Updated: 2015-08-18 07:42
(China Daily)

Abe playing to a gallery

Japan's Prime Minister Shinzo Abe attends a news conference to deliver a statement marking the 70th anniversary of World War Two's end, at his official residence in Tokyo August 14, 2015. Abe, in a statement marking the 70th anniversary of World War Two's end, acknowledged Japan had inflicted "immeasurable damage and suffering" on innocent people but said generations not involved in the conflict should not be burdened with continued apologies. [Photo/Agencies]

Japanese Prime Minister Shinzo Abe's ambiguous remarks on Friday in his speech to commemorate Japan's defeat in World War II reflect an elusive attitude toward core issues and his lack of sincere repentance for wartime crimes.
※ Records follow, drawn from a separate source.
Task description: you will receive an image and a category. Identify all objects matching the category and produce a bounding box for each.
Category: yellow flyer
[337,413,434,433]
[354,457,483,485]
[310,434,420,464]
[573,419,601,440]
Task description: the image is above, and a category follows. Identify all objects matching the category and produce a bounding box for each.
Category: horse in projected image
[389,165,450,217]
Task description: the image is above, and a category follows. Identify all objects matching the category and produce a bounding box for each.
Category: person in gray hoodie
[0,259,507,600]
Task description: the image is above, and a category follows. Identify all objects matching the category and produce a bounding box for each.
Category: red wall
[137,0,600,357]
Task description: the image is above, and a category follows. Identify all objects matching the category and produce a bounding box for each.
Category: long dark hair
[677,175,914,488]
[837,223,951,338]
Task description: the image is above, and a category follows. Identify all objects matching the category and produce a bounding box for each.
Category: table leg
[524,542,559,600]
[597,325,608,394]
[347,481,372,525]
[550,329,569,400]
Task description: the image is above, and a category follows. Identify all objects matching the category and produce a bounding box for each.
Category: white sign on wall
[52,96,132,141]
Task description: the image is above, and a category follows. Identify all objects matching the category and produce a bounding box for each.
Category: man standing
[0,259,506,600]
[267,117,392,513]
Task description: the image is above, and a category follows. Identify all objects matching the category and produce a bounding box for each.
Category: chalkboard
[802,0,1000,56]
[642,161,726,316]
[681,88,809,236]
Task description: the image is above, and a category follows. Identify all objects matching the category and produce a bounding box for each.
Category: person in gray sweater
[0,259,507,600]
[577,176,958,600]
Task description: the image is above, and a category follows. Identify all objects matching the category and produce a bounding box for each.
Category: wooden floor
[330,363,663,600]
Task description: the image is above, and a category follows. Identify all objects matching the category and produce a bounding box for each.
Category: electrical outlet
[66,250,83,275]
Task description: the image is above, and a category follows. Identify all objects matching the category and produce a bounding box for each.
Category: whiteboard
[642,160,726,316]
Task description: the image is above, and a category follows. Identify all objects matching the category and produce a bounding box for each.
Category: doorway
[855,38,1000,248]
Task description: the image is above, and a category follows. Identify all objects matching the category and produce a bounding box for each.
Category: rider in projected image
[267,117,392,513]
Abe's speech has invoked criticism and suspicion both at home and abroad. In an editorial, Asahi Shimbun claimed that Abe's ambiguous attitude has made people wonder for whom he was speaking. Mainichi Shimbun said that the focus of the speech, made at a time when the public approval rating for Abe's Cabinet is sagging because of people's opposition to the new security bills Abe is trying to push through parliament, had shifted from the crucial issues, such as an apology, to some lesser ones.
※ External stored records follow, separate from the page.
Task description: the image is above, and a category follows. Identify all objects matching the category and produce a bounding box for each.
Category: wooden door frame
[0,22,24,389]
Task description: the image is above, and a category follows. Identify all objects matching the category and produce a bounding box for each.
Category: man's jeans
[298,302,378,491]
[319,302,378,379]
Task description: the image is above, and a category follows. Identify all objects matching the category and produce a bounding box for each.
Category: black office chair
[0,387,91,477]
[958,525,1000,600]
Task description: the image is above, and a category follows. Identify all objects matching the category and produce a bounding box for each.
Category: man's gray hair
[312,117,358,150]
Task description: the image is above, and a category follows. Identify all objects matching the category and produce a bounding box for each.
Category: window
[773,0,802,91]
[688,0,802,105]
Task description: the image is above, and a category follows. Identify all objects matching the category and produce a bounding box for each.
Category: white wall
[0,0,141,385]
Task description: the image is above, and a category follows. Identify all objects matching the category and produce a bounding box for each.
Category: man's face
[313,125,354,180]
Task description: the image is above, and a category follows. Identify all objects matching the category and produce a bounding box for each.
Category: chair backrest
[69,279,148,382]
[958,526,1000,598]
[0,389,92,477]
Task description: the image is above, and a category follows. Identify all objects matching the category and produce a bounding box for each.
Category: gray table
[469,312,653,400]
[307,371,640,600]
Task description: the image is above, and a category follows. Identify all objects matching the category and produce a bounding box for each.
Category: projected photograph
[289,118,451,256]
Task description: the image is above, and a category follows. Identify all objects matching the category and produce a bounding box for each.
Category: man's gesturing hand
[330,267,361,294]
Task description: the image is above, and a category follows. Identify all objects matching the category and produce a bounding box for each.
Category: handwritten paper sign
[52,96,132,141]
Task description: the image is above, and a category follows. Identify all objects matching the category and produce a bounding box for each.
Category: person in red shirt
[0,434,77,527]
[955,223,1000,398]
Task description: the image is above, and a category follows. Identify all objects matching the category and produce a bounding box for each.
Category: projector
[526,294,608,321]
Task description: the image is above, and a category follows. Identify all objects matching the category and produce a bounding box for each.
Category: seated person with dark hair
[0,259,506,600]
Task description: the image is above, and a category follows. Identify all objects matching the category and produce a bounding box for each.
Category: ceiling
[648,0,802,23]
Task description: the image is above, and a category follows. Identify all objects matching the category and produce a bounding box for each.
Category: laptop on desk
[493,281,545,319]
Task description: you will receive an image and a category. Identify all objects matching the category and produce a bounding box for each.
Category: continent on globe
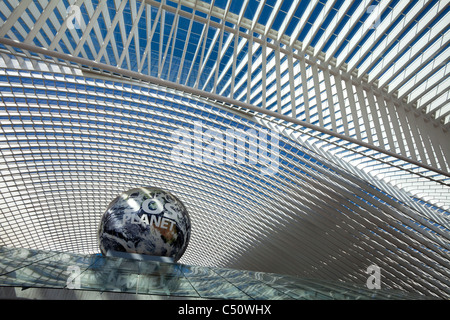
[98,187,191,261]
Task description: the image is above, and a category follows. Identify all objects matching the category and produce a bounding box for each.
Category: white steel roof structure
[0,0,450,299]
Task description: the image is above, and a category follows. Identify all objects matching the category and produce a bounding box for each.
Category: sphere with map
[98,187,191,262]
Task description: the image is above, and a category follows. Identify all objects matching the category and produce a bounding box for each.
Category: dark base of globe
[98,187,191,262]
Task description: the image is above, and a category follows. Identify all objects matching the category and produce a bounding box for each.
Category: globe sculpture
[98,187,191,262]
On Saturday, a day after Abe made these remarks and also the 70th anniversary of Japan's surrender in World War II, Abe's aide Koichi Hagiuda sent a cash offering on behalf of Abe to the Yasukuni Shrine where 14 Class-A war criminals are honored among the numerous war dead.

It is irresponsible for any Japanese leader to hold an equivocal attitude toward Japan's wartime crimes. Some of Abe's words have exhibited an intention to cater to political forces who deny Japan's acts of aggression and who refuse to make an apology for its war crimes. However, any move made with such an ulterior political motive is in open contempt of international law and will only lead Japanese people further astray.
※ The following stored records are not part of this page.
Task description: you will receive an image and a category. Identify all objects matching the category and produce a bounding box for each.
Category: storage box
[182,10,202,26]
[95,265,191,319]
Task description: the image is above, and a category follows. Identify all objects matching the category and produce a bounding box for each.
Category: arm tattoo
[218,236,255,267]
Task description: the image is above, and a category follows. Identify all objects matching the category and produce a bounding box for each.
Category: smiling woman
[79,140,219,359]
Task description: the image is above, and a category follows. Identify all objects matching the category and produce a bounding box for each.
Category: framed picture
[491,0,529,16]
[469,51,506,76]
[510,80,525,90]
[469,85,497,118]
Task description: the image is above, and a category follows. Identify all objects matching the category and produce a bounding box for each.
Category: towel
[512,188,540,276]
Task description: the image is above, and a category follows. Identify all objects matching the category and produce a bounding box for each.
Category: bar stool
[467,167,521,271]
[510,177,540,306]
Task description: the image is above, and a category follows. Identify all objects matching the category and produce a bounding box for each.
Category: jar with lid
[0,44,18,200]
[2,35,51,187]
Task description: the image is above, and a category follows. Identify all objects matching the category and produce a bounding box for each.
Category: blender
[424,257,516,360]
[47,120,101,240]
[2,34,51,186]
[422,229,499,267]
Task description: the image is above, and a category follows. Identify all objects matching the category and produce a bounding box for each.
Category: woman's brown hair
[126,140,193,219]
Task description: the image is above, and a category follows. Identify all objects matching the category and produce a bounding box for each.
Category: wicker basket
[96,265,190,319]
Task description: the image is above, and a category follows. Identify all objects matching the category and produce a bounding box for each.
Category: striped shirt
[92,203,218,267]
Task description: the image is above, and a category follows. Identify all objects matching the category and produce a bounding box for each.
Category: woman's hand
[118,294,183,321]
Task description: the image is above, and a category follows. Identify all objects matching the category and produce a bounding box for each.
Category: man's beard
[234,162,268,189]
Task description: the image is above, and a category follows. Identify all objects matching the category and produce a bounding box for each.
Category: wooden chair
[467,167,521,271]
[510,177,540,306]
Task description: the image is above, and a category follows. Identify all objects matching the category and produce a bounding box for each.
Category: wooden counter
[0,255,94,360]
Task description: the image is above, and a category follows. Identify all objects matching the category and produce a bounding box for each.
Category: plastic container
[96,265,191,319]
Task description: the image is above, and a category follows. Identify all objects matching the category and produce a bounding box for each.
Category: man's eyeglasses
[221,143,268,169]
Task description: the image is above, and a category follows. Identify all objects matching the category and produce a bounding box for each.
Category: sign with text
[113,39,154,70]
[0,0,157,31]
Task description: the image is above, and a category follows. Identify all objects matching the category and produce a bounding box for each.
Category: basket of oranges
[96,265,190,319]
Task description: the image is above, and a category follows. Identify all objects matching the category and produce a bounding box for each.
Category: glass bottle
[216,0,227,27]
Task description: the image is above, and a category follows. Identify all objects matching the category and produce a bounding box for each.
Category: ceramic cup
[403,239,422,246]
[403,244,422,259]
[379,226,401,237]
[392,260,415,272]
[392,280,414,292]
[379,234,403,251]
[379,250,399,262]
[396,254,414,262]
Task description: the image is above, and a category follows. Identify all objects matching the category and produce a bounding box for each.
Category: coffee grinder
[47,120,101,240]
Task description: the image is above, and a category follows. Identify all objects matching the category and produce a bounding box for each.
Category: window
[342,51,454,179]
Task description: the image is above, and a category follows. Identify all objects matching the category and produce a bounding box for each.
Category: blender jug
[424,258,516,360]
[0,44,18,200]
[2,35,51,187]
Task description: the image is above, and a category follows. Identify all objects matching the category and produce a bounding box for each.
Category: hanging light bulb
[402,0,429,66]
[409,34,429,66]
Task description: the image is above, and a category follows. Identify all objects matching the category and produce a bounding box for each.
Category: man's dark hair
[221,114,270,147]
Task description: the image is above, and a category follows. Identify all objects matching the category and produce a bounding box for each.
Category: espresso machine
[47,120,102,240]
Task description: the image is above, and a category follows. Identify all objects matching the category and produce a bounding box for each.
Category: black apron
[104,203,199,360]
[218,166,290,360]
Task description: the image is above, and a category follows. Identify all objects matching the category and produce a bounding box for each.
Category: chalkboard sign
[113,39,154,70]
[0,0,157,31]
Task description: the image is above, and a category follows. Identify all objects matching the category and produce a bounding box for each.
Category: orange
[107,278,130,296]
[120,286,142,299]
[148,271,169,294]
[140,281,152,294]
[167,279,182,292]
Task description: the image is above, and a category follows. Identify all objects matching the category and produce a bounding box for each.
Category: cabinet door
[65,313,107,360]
Japanese people long to live in a country that can completely bid farewell to its history of aggression and adhere to peaceful development, but that requires Japan to face up to its wartime crimes and profoundly reflect on that period of history, in order to win forgiveness from its neighbors and win their respect.

The above is an abridgement of a People's Daily article published on Monday.